E até dizem “Nem mais um soldado para o ultramar!”

Cheguei mesmo a pensar que já não vinha… Pouco depois da minha chegada, tivemos a visita do estratega do golpe. O Otelo reuniu com os graduados e deu-nos conta do que pretendiam. Quase todos eramos analfabetos políticos. Criaram-se mesas redondas onde os graduados opinavam. A maior parte pouco dizia…era a expectativa. Alguns, até então apagados, deram nas vistas com saberes escondidos. Entretanto, eram notórios os diferentes estados de espírito das pessoas.

Os soldados brancos eufóricos com um regresso antecipado que se perspetivava… Os militares nativos angustiados com possíveis represálias da Frelimo. Os colonos preocupados com a descolonização anunciada. Estes últimos começaram com movimentações em tudo preocupantes, que mereceram atempados procedimentos da parte das forças armadas. Cedo a euforia das nossas tropas esmoreceu. Na Zona do Dondo, os soldados faziam barricadas submetendo todos os veículos a aturada inspeção. Para ali fui mobilizado várias vezes com soldados armados de G3. As maiores vítimas eram os caçadores que vindo de Gorongosa em direção à Beira, ficavam sem as armas de caça grossa, muitas delas de mira telescópica. Preenchíamos um formulário com o nome do proprietário das armas e a identificação do armamento. E as movimentações prosseguem. O quartel dos GEs passou a ser ocupado por tropas vindas do mato.

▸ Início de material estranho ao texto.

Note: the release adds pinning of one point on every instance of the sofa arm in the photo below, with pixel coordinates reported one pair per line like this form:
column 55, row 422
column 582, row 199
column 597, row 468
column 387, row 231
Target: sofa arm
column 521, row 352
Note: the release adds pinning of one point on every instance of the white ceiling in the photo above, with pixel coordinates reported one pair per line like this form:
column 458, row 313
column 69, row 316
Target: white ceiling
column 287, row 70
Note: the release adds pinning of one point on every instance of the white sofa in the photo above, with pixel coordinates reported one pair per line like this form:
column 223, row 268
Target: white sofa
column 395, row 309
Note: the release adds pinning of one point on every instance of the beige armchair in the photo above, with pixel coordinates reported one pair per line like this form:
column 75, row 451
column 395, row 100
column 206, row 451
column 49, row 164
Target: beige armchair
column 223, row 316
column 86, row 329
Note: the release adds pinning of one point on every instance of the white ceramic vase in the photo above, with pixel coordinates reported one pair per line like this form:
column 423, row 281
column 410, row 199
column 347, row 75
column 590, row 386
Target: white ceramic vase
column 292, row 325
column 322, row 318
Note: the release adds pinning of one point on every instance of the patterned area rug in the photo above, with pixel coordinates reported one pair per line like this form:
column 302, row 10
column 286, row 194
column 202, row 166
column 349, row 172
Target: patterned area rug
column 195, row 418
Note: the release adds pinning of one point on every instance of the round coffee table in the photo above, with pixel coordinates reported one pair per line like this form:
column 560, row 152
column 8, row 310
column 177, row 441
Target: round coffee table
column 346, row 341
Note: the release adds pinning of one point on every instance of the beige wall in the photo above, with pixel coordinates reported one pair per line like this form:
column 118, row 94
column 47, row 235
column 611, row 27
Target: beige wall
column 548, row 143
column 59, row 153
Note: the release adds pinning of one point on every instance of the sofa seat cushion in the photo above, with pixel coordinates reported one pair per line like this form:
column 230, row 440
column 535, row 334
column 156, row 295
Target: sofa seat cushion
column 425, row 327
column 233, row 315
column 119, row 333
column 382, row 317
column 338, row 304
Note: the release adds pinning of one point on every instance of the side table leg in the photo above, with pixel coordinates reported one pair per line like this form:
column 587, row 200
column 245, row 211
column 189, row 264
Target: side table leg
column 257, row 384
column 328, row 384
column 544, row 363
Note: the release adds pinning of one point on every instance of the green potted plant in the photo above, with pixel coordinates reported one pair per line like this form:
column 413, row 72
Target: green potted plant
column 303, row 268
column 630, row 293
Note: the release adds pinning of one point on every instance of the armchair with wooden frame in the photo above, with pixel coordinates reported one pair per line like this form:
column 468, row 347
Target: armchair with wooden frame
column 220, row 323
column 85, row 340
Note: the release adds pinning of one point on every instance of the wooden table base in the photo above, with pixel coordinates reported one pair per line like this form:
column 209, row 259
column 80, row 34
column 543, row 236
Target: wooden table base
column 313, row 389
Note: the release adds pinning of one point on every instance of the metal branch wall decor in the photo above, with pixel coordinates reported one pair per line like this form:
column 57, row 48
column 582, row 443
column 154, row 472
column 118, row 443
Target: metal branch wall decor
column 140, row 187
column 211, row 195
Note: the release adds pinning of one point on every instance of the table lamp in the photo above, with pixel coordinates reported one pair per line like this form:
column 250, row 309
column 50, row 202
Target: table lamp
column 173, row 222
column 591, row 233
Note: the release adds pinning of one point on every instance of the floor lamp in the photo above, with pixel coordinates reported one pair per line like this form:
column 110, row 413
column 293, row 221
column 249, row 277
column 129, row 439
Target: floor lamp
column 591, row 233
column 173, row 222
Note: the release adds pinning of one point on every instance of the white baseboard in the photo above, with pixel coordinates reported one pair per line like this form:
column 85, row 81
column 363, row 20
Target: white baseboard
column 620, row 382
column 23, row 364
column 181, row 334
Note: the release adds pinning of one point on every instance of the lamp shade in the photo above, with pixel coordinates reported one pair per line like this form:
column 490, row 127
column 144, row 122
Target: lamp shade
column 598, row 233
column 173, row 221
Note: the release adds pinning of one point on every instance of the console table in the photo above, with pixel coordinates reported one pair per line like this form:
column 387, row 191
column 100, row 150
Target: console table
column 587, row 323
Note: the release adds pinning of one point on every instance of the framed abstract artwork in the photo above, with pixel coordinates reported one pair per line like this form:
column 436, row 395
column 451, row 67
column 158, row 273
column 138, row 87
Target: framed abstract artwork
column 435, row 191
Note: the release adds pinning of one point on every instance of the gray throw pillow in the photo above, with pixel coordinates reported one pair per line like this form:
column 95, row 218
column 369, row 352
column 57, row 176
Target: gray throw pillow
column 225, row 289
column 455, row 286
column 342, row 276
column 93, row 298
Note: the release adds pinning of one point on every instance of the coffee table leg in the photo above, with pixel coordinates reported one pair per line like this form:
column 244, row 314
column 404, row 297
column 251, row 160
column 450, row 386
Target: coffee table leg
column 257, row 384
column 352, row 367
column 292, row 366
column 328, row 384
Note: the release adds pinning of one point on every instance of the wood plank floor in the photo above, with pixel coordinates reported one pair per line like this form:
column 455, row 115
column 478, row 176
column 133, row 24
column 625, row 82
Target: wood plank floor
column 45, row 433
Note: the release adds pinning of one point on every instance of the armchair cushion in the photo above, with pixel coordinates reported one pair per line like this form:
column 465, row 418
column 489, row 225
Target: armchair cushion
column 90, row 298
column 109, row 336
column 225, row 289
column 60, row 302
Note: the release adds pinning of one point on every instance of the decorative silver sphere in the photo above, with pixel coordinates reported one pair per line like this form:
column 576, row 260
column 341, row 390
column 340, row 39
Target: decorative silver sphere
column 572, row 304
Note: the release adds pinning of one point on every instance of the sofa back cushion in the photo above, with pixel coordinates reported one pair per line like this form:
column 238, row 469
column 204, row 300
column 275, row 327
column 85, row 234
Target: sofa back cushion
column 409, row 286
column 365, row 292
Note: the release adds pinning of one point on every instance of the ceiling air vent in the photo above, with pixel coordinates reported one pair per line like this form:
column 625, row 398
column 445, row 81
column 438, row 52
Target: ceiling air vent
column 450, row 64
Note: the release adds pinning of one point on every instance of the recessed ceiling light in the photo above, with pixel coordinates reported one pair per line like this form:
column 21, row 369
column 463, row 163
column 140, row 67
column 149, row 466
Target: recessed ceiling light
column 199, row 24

Quem nele estava foi para o quartel do Dondo. Só que neste também foram colocadas mais tropas que, entretanto, chegaram. Havia confusão e os soldados ali colocados, a maioria nativos, não nos respeitavam, pois só estavam acostumados a obedecer aos seus superiores diretos. Nos fins de semana havia milando, ou seja, zaragatas, por causa do álcool. Os graduados já não pernoitavam no Dondo, mas sim na Beira. E isso até foi bom, pois era uma maneira de mudarmos de ambiente e ainda por cima a messe dos oficiais de Macuti, mesmo em frente ao mar, era melhor que um hotel. A comida era excelente e o bar tinha bebidas boas e baratas. O pior era quando estávamos de serviço e dormíamos no quartel…se calhava ao fim de semana, era mesmo mau!

A Beira ficou cheia de tropa vinda do mato… Aquilo foi um purgatório. Só a seis de dezembro cheguei ao céu. Era mesmo um Portugal novo, aquele que encontrei.